La señorita Roselli era de cabellos castaños y ondulados y sus ojos color avellana eran miel para quien se fijara en ellos. No sólo eso, era esbelta, de hermosas y torneadas piernas, pechos pequeños y firmes y su piel era del color de un bronceado permanente. Y su sonrisa, su sonrisa amigos, basta decir que hacía que las piedras se derritieran. La mitad de los que la conocíamos estábamos enamorados de ella, la otra mitad eran mujeres, y éstas, más que amor, lo que profesaban a la pobre señorita eran celos y envidia. Aunque por supuesto ella no tenía la culpa de haber nacido anatómicamente tan perfecta. Es cierto que a veces se vestía con poca ropa para lucir sus atributos, pero vamos, es la moda, ella no tenía la culpa.

Pues bien, Ronald Miller soñó que podría tenerla.

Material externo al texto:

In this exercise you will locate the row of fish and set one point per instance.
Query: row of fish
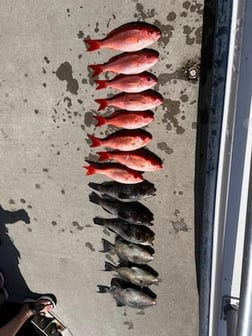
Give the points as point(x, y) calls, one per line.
point(120, 197)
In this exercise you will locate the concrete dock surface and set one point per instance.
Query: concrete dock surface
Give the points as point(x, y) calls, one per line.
point(49, 243)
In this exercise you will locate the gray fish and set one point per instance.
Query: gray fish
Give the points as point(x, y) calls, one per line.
point(138, 234)
point(134, 274)
point(129, 252)
point(128, 296)
point(125, 192)
point(133, 212)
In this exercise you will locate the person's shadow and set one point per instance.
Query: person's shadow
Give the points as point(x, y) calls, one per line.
point(9, 256)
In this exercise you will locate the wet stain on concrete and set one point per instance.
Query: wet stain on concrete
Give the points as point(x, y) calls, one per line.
point(142, 13)
point(46, 60)
point(184, 98)
point(178, 224)
point(77, 225)
point(187, 30)
point(172, 109)
point(166, 77)
point(80, 34)
point(69, 101)
point(90, 246)
point(65, 73)
point(198, 35)
point(96, 27)
point(167, 32)
point(89, 119)
point(186, 5)
point(171, 16)
point(142, 312)
point(108, 257)
point(194, 125)
point(129, 324)
point(164, 147)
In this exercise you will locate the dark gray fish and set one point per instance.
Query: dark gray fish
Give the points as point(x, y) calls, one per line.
point(125, 192)
point(133, 212)
point(134, 253)
point(125, 295)
point(134, 274)
point(138, 234)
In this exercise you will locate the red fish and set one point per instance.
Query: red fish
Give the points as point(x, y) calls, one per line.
point(128, 37)
point(141, 159)
point(128, 63)
point(132, 101)
point(115, 171)
point(129, 83)
point(126, 119)
point(124, 140)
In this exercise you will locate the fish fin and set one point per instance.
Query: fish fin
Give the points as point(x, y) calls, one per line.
point(92, 44)
point(102, 289)
point(90, 170)
point(101, 84)
point(97, 69)
point(94, 198)
point(123, 196)
point(107, 246)
point(98, 220)
point(122, 214)
point(94, 185)
point(103, 103)
point(95, 141)
point(101, 121)
point(108, 197)
point(103, 156)
point(109, 267)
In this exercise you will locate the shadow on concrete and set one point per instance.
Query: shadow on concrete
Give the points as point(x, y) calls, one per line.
point(10, 256)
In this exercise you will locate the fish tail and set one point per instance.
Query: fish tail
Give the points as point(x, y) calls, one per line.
point(97, 69)
point(98, 220)
point(94, 198)
point(92, 44)
point(101, 84)
point(103, 156)
point(90, 170)
point(103, 103)
point(101, 121)
point(107, 246)
point(95, 141)
point(109, 267)
point(94, 186)
point(102, 289)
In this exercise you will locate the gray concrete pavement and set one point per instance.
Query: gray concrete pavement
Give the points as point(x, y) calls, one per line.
point(46, 106)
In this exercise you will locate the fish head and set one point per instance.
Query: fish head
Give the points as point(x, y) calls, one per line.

Y no lo culpo, yo también soñé con tenerla, sólo que después de un par de intentonas me resigné y traté de ver otros horizontes. Pero Ronald se había enamorado de ella, más que ningún otro. Y cuando supo que la señorita Miller se había comprometido con un tal John Vaughan, estudiante de último año y que se decía ya había recibido ofertas de empleo de una importante compañía transnacional, temí que se volvería loco.

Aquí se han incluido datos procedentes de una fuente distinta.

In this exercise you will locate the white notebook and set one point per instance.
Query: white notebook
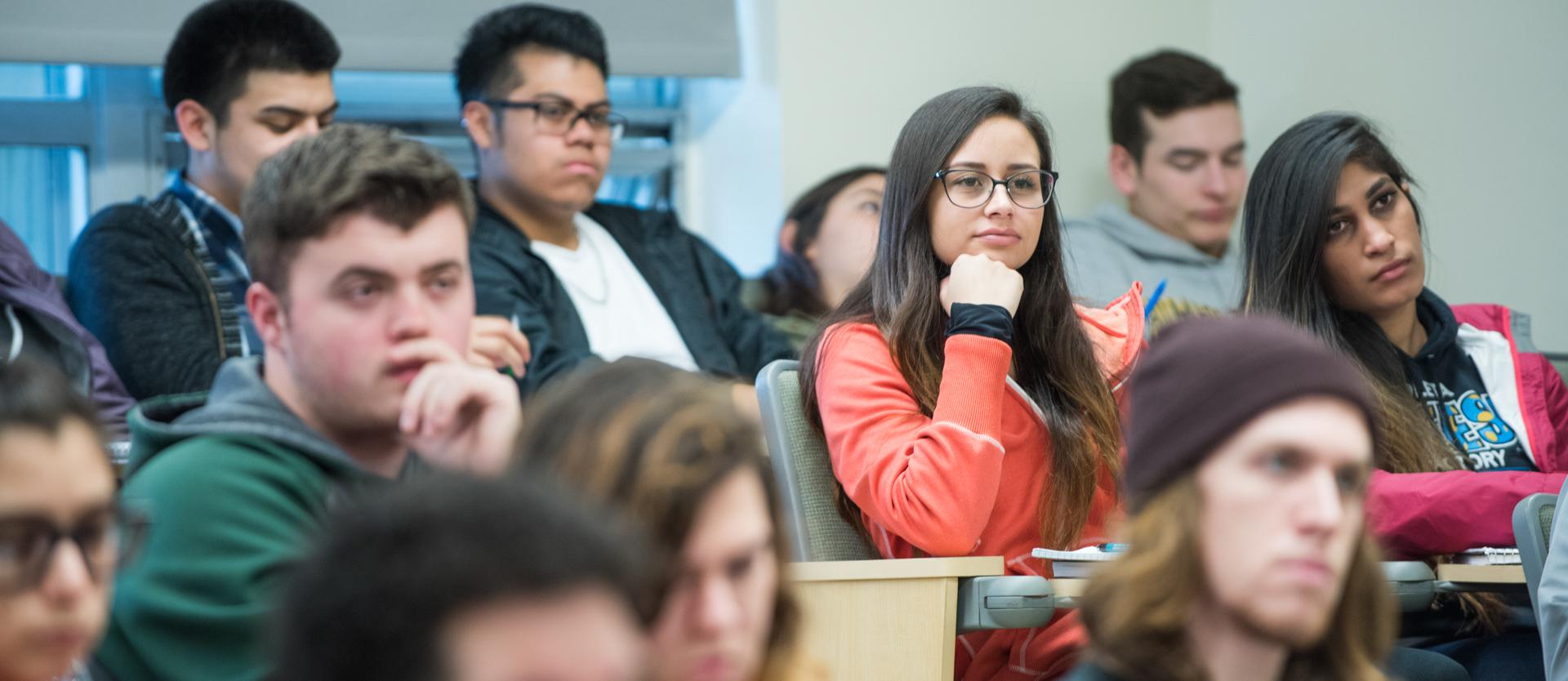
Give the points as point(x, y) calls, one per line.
point(1076, 563)
point(1489, 556)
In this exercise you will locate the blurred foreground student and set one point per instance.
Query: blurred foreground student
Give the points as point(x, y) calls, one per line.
point(466, 580)
point(671, 452)
point(1249, 449)
point(60, 527)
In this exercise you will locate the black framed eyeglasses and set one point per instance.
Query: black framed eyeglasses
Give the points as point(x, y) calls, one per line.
point(27, 545)
point(969, 189)
point(559, 118)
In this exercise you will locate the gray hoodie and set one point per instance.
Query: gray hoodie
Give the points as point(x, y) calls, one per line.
point(1112, 248)
point(235, 488)
point(238, 405)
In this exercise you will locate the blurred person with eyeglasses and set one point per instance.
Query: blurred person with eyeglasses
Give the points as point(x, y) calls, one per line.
point(61, 532)
point(579, 278)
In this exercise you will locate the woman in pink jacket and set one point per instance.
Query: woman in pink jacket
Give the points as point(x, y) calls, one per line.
point(966, 402)
point(1472, 418)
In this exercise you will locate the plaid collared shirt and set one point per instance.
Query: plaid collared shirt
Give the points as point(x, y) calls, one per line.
point(218, 229)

Cuando se enteró de la boda de la señorita Miller llegó al cuarto hecho una fiera, se tiraba de los negros cabellos con demasiada fuerza que temí que se los arrancaría y golpeó con los puños y los pies al menos medio centenar de veces del ropero.

—¿Qué sucede? —pregunté apartando el libro que leía en mi cama.

—Mary se va a casar —dijo. Al notar la poca sorpresa que yo mostré se abalanzó sobre mí y empezó a gritarme—: ¡Tú lo sabías! ¡Tú lo sabías, Harry! Y no me dijiste nada. Creí que eras mi amigo.

—Soy tu amigo —me defendí—. Por eso mismo no te lo había dicho —me lo quité de encima y empecé a pasearme por la habitación—. Además, no es tan grave —quizá nunca debí decir aquello—, todo el mundo se casa. Más una señorita como Mary. Era obvio que tarde o temprano se casaría.

—¡Pero tenía que ser conmigo! —gritó—. ¡Conmigo, Harry! No con ese estúpido de Vaughan, que se pasea con su Ferrari de aquí para allá y de allá para acá, que hace fiestas en su mansión y nos invita a todos sólo para que veamos todo lo que tiene. —Se le quebró la voz y empezó a llorar—. Ella tenía que ser para mí, no para él. Yo la amo, Harry. La amo.

—Lo sé —le dije. Me acerqué y lo abracé. No sabía qué más hacer.

—Es tan linda, tan perfecta. ¿Por qué Dios hace personas así de bellas? —Ronald seguía sollozando— ¿Para torturar a los débiles e idiotas como yo? ¿Por qué hace que nos enamoremos de quien no nos quiere? ¿Es que le parece divertido o es su forma de demostrar su amor por todos nosotros? ¡A la mierda con todo! ¡A la mierda con Dios! ¡Si existe un Dios estoy seguro que es alguien cruel! Alguien que prefiere a unos pocos y se divierte con el sufrimiento de los demás ¿Por qué sino los ladrones y los asesinos son los más prósperos y los leales, trabajadores, luchadores, somos los que sufrimos más?